Tree is a vapid, self-centered, eye-roll-ready heroine to follow, but the vivacious, charismatic Jessica Rothe (who played one of Emma Stone’s roommates in 2016’s “La La Land”) establishes herself as a breakout star in her first high-profile lead performance. Utilizing her sharp comic timing and expressive face, she finds a way to charm the viewer even when she acts like one of Regina George’s “Plastics" at the start. Once our protagonist realizes she’s experiencing more than just a mild case of déjà vu, Rothe gains sympathy and actualizes a fully earned arc for Tree, as she takes on a badass, no-fucks-left-to-give attitude that’s fun to watch and forces one to actively root for her. Unlike any doomed nubile victim in a slasher flick (like, say, 1981’s “Happy Birthday to Me”), Tree gets so many chances that she eventually wises up and makes a different choice each do-over in hopes of changing her outcome. Audiences hoping to discover why Tree is experiencing a time loop will be barking up the wrong tree; she just is. Overexplaining and finding too much real-world logic in this scenario would have deflated all of the fun, and director Landon and writer Lobdell understand this well. They do, however, take moments out of the film’s tightly repetitious schedule for a sweet romance that develops between Tree and sole support system Carter, played with instant likability by Israel Broussard (2013’s “The Bling Ring”).
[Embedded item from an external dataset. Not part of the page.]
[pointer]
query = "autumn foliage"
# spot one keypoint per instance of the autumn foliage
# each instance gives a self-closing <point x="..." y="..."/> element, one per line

Repetitive by design but efficient with time and the rules that have been set up, “Happy Death Day” hits the ground running and rarely runs out of steam as a genre entertainment played with gusto. Headed to its inevitable moralistic destination, the film may slow down a skosh to get heartfelt and shed some light on Tree grieving the death of her mother who shared the same birthday as her, but it adds a crucial core to a story that is essentially a one-joke gimmick. With a concept as enticing as the one here, there will be slight disappointment for slasher-film enthusiasts who will play out in their heads a different version of this script, one goosed with more screams and an R-rating that wouldn’t have restricted its makers from holding back. However, instead of dwelling on the route that wasn’t taken, the “Happy Death Day” that was made is a welcome addition to the horror hybrids that blend a sense of mirthful levity with the macabre. As a purely fun diversion for the Halloween season not intended to give nightmares, it takes the cake.